Elle a accédé à la notoriété en 1963 en posant nue face à Marcel Duchamp autour d’une table d’échecs. Son livre raconte avec talent ses péripéties parfaitement facultatives dans le Los Angeles des années soixante dix. En s’adressant à ses lecteurs, elle en profite pour tenter de contacter un des hommes qu’elle aime. Le préambule de sa première nouvelle est « Mon chéri, je sais que l’art du roman ne t’intéresse pas mais peut-être apprécieras-tu le passage sur Forest Lawn ».
Les textes de Eve Babitz pourraient être insipides sous la plume d’un (e) autre, mais son humour, additionné de la lucidité décavée de quelqu’un qui boit et absorbe toutes sortes de drogues, leur donne un éclairage singulier et attachant, que le sujet soit un parking ou une soirée chez des gens qui n’ont rien à dire.
Née en 1943, celle qui se dit blonde avec du « monde au balcon » utilise différents préceptes personnels pour faire en sorte que la vie fonctionne. De la même façon écrit-elle qu’il suffit de laver sa voiture pour qu’il pleuve, si l’on veut faire venir un amoureux, on aura soin de préparer en pyjama une saucisse à l’ail. Pour que le destin s’en mêle il faut « montrer à Dieu que vous envisagez sérieusement de rester chez vous et d’être vertueux ». Et alors qu’elle était en train de préparer des œufs brouillés en vue de les avaler devant une rediffusion de Saratoga Trunk, Dieu fit justement en sorte qu’on l’appelât pour aller voir, en bonne compagnie, un match de baseball opposant les Dodgers aux Giants.
Sur le livre de cette désenchantée toujours en forme malgré tout ce qu’elle avale, le New York Times a dit qu’il s’agissait d’un ouvrage « sensuel, raffiné, spirituel » doté d’un « phrasé au charme lumineux digne de Fitzgerald ». Et ce n’est pas faux en dépit d’une traduction qui s’emmêle parfois les pinceaux entre le passé simple et l’imparfait. Rien de trop gênant cependant.
Un jour qu’elle se trouve dans une soirée ennuyeuse au milieu de gens ennuyeux à Emerald Bay, elle tente de donner une consistance à une certaine Beth. Ce passage est révélateur de sa façon de voir crûment les choses et d’appréhender cyniquement la vie quoique celui-ci soit singulièrement amer : « quand Beth apparut dans le salon et que j’étais d’une humeur inspirée par Shawn, je décidai de mémoriser son visage afin de le reconnaître la prochaine fois que je la verrais.
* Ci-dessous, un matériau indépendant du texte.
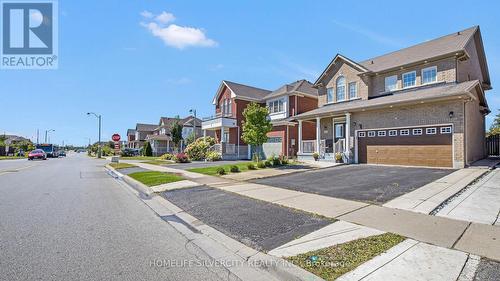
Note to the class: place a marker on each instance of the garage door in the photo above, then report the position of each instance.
(425, 146)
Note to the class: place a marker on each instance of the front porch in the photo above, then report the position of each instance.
(332, 137)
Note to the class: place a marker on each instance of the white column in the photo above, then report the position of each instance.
(333, 135)
(348, 134)
(318, 133)
(299, 142)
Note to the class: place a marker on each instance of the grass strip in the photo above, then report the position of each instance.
(332, 262)
(152, 178)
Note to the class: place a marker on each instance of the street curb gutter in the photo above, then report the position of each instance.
(252, 264)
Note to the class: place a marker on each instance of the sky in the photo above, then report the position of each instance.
(137, 60)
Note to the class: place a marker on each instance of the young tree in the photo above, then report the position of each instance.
(256, 125)
(495, 126)
(147, 150)
(176, 132)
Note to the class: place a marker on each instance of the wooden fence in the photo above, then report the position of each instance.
(493, 145)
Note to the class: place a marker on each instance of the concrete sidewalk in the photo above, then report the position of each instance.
(449, 233)
(430, 196)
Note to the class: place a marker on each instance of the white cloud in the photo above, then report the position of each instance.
(180, 36)
(147, 14)
(165, 17)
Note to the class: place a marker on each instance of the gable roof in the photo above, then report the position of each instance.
(303, 87)
(421, 94)
(145, 127)
(241, 91)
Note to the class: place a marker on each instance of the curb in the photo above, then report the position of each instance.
(213, 242)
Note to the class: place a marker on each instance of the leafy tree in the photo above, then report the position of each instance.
(176, 132)
(256, 125)
(147, 150)
(495, 127)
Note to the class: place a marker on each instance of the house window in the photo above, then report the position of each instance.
(353, 90)
(430, 131)
(329, 95)
(340, 89)
(445, 130)
(409, 79)
(429, 75)
(339, 130)
(391, 83)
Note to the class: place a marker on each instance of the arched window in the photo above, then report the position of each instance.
(340, 93)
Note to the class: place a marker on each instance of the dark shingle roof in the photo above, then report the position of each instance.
(301, 86)
(441, 46)
(415, 95)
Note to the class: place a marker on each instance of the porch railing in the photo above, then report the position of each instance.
(308, 146)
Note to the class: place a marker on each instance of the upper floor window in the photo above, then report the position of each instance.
(391, 83)
(340, 88)
(329, 95)
(429, 75)
(353, 90)
(276, 106)
(409, 79)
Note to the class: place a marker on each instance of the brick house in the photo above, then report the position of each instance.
(230, 101)
(421, 106)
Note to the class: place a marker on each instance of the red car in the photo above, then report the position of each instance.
(37, 154)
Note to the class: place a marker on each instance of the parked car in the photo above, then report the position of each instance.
(37, 154)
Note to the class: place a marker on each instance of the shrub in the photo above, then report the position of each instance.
(220, 171)
(167, 156)
(213, 156)
(181, 158)
(198, 149)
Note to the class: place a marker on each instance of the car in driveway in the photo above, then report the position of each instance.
(37, 154)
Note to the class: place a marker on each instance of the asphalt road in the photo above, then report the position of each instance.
(367, 183)
(66, 219)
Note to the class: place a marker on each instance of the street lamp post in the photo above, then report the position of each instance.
(193, 111)
(47, 133)
(99, 150)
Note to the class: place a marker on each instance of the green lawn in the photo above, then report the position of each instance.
(332, 262)
(118, 166)
(158, 162)
(212, 171)
(152, 178)
(11, 157)
(140, 158)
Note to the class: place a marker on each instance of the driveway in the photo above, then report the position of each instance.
(258, 224)
(367, 183)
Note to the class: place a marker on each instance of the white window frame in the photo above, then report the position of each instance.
(387, 89)
(422, 75)
(431, 131)
(445, 130)
(403, 79)
(355, 87)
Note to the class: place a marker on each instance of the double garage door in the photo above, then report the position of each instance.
(415, 146)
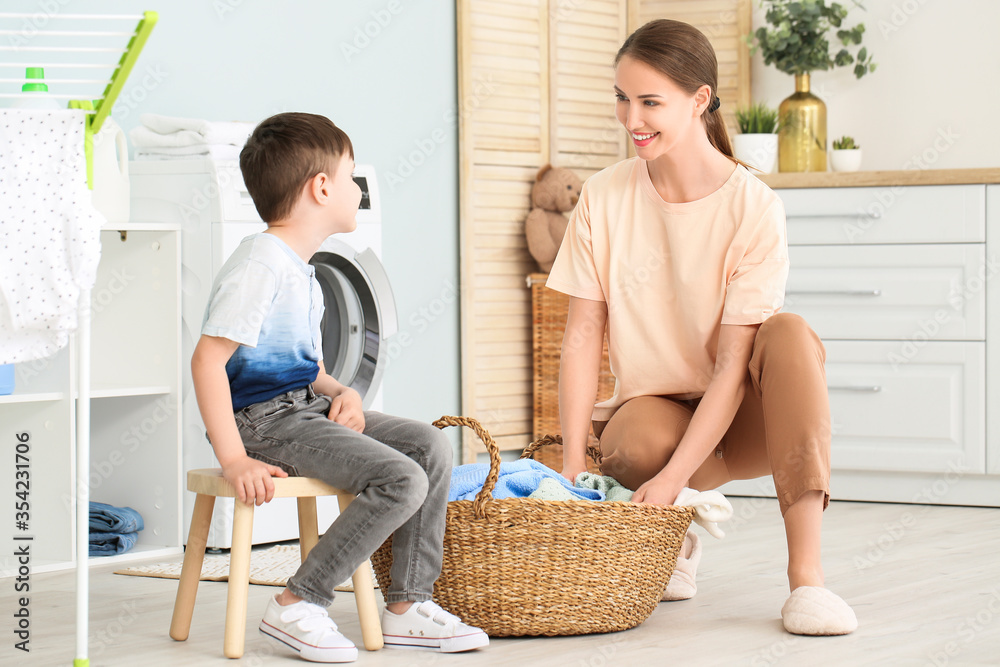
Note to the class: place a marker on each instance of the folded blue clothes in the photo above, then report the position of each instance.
(109, 544)
(106, 518)
(518, 479)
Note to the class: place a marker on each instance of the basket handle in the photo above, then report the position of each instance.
(530, 450)
(486, 493)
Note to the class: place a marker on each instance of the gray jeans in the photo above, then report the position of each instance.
(400, 470)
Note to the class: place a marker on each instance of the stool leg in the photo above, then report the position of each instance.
(239, 580)
(308, 525)
(194, 557)
(364, 596)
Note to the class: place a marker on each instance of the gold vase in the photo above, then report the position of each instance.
(802, 137)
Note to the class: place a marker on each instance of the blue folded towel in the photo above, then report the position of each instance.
(518, 479)
(113, 530)
(109, 544)
(106, 518)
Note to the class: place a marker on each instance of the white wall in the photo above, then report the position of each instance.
(933, 102)
(393, 90)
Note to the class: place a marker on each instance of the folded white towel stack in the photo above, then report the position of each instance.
(169, 137)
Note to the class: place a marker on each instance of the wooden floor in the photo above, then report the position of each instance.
(924, 581)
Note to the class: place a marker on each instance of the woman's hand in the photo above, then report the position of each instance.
(570, 471)
(346, 410)
(658, 491)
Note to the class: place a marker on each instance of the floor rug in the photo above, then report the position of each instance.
(269, 567)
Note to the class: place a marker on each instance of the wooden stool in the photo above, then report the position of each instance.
(209, 484)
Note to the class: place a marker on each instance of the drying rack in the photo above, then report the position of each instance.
(97, 111)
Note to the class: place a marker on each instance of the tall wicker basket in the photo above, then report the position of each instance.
(520, 566)
(549, 309)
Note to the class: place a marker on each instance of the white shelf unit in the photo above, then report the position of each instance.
(135, 456)
(889, 278)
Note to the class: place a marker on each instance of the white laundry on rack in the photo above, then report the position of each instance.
(49, 230)
(214, 151)
(211, 132)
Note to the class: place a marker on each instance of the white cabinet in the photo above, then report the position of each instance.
(897, 282)
(135, 418)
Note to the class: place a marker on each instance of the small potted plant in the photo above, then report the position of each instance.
(757, 142)
(799, 37)
(846, 154)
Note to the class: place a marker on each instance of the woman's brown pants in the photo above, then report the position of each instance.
(782, 427)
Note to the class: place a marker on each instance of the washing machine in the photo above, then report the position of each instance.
(216, 212)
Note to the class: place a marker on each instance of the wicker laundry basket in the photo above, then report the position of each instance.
(520, 566)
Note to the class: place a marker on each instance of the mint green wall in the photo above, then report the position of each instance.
(385, 71)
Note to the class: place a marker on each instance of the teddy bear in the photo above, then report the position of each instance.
(555, 193)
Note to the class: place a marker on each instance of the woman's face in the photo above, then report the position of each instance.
(656, 112)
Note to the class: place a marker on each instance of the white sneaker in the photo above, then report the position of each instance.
(425, 625)
(682, 584)
(308, 629)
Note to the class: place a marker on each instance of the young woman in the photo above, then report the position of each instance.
(680, 255)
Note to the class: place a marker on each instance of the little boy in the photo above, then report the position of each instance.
(270, 408)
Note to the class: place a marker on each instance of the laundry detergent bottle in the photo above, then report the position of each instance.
(111, 183)
(36, 91)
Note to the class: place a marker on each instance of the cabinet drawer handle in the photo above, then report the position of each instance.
(870, 389)
(875, 292)
(875, 215)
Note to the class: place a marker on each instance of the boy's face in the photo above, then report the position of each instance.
(345, 196)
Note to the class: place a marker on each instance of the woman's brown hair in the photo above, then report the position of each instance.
(683, 54)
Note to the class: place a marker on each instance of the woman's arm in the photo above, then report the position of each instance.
(711, 418)
(579, 366)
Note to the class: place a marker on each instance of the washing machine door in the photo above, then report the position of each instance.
(360, 315)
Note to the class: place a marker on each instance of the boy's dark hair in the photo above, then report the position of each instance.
(283, 153)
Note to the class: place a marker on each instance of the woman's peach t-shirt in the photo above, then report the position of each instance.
(671, 274)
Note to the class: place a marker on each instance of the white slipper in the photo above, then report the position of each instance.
(813, 610)
(682, 585)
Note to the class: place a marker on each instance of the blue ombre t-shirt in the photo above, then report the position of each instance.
(268, 300)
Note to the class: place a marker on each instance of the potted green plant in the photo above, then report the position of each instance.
(757, 142)
(846, 154)
(796, 40)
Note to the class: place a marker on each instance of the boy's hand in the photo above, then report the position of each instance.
(346, 410)
(252, 479)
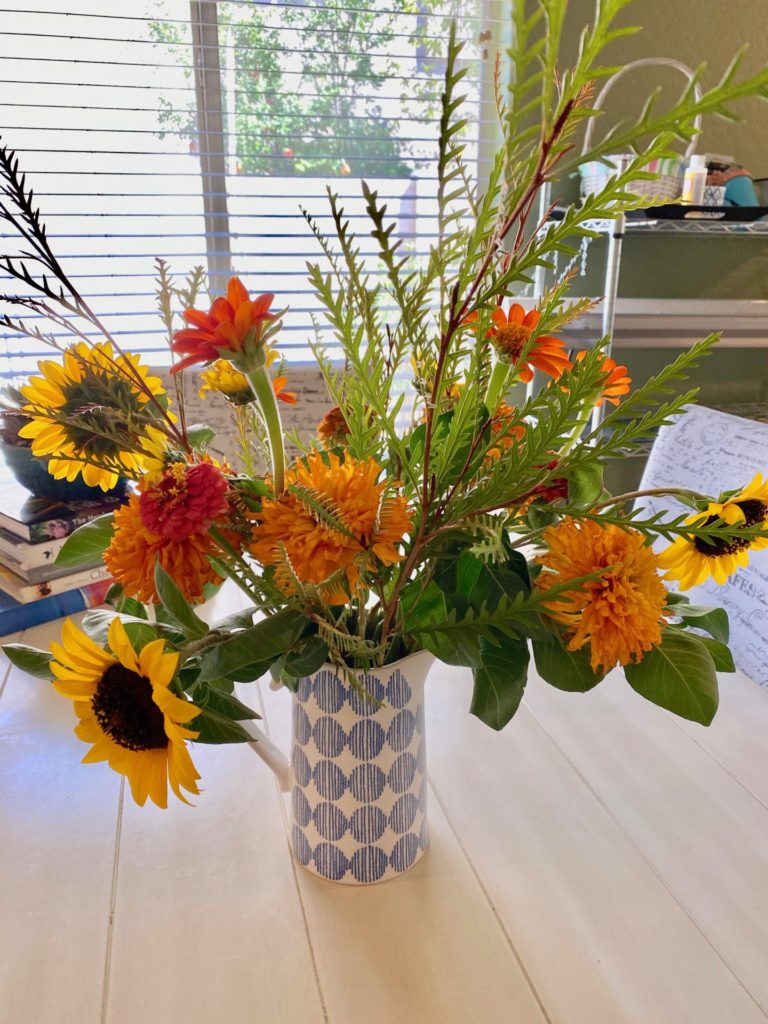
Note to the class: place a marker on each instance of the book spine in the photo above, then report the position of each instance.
(50, 529)
(15, 552)
(33, 592)
(24, 592)
(24, 616)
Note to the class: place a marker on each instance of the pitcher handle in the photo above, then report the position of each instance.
(271, 755)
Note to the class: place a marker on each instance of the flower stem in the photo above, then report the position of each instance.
(497, 386)
(262, 388)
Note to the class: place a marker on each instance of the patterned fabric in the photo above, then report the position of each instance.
(360, 786)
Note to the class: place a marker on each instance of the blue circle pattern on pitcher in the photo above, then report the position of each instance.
(367, 821)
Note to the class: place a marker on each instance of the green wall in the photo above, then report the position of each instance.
(691, 31)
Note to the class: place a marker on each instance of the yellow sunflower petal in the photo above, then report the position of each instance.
(121, 645)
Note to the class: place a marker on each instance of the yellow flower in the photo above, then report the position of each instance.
(619, 613)
(127, 711)
(292, 526)
(692, 559)
(89, 414)
(222, 377)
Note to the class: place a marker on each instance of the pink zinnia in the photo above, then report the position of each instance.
(185, 501)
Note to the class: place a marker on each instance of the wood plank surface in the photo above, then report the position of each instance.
(425, 948)
(702, 832)
(601, 936)
(738, 736)
(208, 923)
(598, 862)
(57, 835)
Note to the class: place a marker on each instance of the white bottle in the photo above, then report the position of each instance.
(694, 180)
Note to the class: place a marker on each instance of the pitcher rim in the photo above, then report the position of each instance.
(389, 667)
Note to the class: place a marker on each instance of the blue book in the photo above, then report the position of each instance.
(15, 616)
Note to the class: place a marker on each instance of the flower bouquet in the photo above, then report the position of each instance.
(437, 520)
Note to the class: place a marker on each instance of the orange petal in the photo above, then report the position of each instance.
(516, 313)
(237, 293)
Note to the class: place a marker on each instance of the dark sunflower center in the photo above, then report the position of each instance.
(755, 511)
(126, 712)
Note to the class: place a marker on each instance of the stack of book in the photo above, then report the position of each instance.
(33, 530)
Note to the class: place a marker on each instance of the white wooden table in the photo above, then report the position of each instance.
(598, 862)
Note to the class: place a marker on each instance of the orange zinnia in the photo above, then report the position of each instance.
(130, 557)
(616, 382)
(506, 428)
(511, 334)
(619, 613)
(230, 325)
(288, 396)
(371, 522)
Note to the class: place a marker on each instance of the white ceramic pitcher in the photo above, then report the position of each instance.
(357, 772)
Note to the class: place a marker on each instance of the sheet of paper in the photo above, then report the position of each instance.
(711, 452)
(305, 382)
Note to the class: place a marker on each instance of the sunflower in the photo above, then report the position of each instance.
(693, 559)
(127, 710)
(616, 381)
(231, 326)
(332, 517)
(619, 613)
(511, 334)
(90, 415)
(133, 549)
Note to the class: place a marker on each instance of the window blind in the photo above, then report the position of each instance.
(195, 132)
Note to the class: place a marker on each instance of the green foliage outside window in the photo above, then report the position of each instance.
(310, 93)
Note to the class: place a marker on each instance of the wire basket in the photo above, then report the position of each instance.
(668, 182)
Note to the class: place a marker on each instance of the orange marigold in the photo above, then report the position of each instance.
(130, 557)
(291, 526)
(510, 335)
(619, 613)
(616, 382)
Mais plus j’essayais de trouver sur quoi me fixer, plus elle devenait floue ». Juste un peu plus tard, elle apprendra que Beth s’est suicidée au Seconal. Eve Babitz ajoute à son propos qu’elle aurait été « incapable de vivre la vie qu’elle vivait, toute d’isolation et de vide et de propreté ». Constat saignant d’un auteur qui avait de son côté trouvé la méthode pour survivre jusqu’à nos jours sans mégoter sur les risques qu’elle prenait.
Le journaliste expert de Los Angeles Philippe Garnier, (qui a fait découvrir Charles Bukowski aux Français) a raconté dans Les Inrockuptibles qu’il avait essayé de venir la voir en auto-stop dans les années soixante dix. Apprenant son moyen de transport, elle lui avait répondu « ne viens pas à Los Angeles sans voiture ni argent, cela ne se fait pas ».
Pour le coup ce petit livre de poche ne vaut que onze euros et vous ballade dans un univers révolu, tout à la fois triste, cocasse et déjanté, avec une drôle écriture qui vous raccroche bizarrement à chaque fois que vous croyez perdre pied.
PHB
Eve Babitz. Jours tranquilles, brèves rencontes. Editions Gallmeister.